Pour ce qui concerne l’interaction entre la « commission métiers » et les autres formations de ce « groupe de travail », les rares collègues impliqués seront donc mis en position de répondre "à la commande" des autres entités… Tout comme les SPIP sont perpétuellement mis en demeure de répondre aux exigences de tous sans avoir à fixer leurs propres conditions à l’exercice de leurs missions, leurs attentes vis-à-vis des établissements, des autorités judiciaires…
La Directrice de l’Administration Pénitentiaire se réfère régulièrement au modèle de réforme belge… Elle semble néanmoins oublier que nos voisins ont clairement délimité le territoire de chacun dans le triptyque autorité mandante – assistant de justice – usager, que chacun est donc reconnu dans ses prérogatives, compétences, droits et devoirs… Existe t-il un seul métier dont la déontologie serait définie par d’autres ?
Si le SNEPAP-FSU soutient le principe d’une réflexion sur les métiers du SPIP, d’un questionnement et d’un enrichissement des pratiques, les plus grandes réserves sur la méthode retenue et le calendrier des travaux sont émises. La chancellerie comme la DAP ont, à plusieurs reprises, rappelé l’importance d’offrir un support opérationnel au texte devant le Parlement. La Directrice de l’administration pénitentiaire a tenté de nous rassurer en expliquant que la démarche reposerait sur deux temps, avec cette première échéance de la fin de l’hiver, et une seconde à plus long terme, afin de laisser les travaux aller à leur terme. Or, il est fondamental que les calendriers politiques et professionnels soient distingués, sous peine de dévoyer les principes soutenant la démarche en cours, et d’ôter toute crédibilité au résultat final.

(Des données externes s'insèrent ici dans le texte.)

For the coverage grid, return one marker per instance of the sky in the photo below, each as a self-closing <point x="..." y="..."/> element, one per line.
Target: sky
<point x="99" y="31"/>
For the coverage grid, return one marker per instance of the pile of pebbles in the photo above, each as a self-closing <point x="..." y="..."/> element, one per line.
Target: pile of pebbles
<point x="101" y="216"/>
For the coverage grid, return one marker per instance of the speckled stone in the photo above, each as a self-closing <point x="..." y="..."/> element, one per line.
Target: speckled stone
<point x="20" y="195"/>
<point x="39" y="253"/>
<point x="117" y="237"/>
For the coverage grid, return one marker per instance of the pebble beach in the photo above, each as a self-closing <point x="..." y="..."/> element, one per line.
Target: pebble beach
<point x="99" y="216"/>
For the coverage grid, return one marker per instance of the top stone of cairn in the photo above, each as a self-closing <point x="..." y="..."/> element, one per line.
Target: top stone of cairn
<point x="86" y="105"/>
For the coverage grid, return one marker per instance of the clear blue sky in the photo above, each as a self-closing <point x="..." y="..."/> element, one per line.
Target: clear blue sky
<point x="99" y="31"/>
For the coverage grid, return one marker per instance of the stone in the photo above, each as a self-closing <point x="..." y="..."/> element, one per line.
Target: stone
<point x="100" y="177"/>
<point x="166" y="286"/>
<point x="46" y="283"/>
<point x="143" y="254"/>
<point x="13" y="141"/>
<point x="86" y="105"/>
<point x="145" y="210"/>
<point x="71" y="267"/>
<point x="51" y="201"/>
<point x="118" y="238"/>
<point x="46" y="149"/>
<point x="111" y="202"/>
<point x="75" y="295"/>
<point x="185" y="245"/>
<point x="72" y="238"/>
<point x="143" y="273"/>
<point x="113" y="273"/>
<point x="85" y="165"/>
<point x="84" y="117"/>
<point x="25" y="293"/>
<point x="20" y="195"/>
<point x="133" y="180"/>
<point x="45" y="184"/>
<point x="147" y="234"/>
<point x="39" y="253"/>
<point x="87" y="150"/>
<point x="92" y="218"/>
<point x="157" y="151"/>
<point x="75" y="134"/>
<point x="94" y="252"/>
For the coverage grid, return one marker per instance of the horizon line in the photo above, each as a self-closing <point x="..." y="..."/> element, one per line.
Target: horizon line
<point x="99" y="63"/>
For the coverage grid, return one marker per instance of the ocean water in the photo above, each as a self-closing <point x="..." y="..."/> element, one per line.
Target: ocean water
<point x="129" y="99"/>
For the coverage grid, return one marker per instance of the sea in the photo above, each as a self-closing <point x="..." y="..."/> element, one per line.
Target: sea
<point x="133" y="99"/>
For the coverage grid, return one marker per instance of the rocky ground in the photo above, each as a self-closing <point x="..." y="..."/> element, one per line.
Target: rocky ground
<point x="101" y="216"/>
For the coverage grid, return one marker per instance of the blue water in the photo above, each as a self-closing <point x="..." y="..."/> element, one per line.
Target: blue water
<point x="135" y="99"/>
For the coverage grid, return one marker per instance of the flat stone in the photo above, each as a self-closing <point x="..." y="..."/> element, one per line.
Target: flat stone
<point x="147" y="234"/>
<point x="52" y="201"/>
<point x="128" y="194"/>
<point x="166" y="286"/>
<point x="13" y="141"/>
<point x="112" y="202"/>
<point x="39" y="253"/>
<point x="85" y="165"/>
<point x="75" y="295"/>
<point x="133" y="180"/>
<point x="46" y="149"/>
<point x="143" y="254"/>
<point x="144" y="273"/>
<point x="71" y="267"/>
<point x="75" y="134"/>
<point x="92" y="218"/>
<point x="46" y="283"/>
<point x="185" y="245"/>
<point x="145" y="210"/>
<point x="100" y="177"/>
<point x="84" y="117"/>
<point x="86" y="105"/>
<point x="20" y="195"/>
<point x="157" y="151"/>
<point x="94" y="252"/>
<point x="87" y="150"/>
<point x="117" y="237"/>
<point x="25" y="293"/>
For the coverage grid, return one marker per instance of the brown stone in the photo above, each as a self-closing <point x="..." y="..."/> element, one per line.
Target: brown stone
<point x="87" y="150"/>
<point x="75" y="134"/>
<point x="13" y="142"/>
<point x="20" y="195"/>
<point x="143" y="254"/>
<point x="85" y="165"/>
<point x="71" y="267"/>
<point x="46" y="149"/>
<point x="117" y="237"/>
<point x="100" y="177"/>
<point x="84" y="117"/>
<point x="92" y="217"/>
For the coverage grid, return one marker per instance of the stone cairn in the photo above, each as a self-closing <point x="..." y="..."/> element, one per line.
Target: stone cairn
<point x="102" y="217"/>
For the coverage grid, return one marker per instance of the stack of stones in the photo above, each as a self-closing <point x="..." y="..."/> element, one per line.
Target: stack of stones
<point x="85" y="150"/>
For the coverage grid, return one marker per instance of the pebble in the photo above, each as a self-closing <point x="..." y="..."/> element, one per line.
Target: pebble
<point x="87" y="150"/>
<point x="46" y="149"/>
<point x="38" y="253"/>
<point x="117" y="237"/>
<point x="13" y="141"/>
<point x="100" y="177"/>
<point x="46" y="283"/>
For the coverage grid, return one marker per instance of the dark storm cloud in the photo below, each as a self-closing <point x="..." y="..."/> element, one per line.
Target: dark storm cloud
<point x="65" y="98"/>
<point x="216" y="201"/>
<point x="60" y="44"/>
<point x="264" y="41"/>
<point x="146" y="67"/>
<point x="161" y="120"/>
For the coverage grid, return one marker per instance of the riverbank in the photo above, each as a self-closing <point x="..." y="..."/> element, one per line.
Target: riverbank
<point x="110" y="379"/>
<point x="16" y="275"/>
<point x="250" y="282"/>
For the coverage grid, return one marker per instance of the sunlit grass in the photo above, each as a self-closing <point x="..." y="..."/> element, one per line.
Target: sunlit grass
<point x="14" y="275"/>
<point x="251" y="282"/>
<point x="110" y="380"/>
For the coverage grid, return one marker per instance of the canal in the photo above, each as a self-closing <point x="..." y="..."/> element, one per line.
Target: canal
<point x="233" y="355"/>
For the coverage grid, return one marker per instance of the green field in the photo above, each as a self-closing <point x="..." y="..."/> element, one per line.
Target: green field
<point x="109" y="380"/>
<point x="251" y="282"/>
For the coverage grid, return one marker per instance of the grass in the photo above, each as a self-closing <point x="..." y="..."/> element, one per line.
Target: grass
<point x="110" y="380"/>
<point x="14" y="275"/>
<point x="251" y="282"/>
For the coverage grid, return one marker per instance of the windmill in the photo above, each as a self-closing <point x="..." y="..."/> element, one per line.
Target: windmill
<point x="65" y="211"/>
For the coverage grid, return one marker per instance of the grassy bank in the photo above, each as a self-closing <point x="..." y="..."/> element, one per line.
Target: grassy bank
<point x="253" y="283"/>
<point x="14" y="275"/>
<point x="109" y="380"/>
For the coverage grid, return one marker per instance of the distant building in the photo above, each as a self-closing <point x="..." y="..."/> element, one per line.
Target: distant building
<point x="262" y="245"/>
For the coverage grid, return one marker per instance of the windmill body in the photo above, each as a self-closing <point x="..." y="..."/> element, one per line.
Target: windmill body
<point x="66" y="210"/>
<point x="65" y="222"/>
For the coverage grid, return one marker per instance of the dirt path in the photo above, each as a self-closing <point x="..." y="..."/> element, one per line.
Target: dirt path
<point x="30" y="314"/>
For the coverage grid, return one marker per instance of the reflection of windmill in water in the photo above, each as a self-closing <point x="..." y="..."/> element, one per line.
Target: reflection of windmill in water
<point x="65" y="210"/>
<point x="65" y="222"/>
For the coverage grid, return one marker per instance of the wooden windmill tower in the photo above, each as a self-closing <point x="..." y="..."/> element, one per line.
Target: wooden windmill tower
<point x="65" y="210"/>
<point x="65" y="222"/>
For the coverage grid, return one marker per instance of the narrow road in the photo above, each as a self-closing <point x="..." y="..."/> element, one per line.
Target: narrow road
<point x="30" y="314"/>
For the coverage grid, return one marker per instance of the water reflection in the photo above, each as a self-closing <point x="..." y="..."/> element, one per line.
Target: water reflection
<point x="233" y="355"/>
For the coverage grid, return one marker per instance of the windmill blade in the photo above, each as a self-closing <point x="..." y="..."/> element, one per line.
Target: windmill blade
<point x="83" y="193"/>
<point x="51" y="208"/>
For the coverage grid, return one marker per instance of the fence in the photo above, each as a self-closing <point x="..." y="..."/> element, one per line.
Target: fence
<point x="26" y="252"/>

De plus, seules l’association et l’implication efficientes des personnels permettront d’assurer la réussite de ces travaux. Ainsi, nous exhortons l’administration à multiplier les espaces d’échange et de réflexion au niveau régional et local et invitons l’ensemble des personnels à investir ces espaces et à provoquer leur création lorsqu’ils n’existent pas.
L’occasion est belle d’enfin faire émerger une "pensée de la probation" qui ne nous réserve pas les mêmes lieux communs éculés, de mettre en avant des gens qui se mobilisent, réfléchissent, construisent et peuvent porter autre chose qu’un discours convenu..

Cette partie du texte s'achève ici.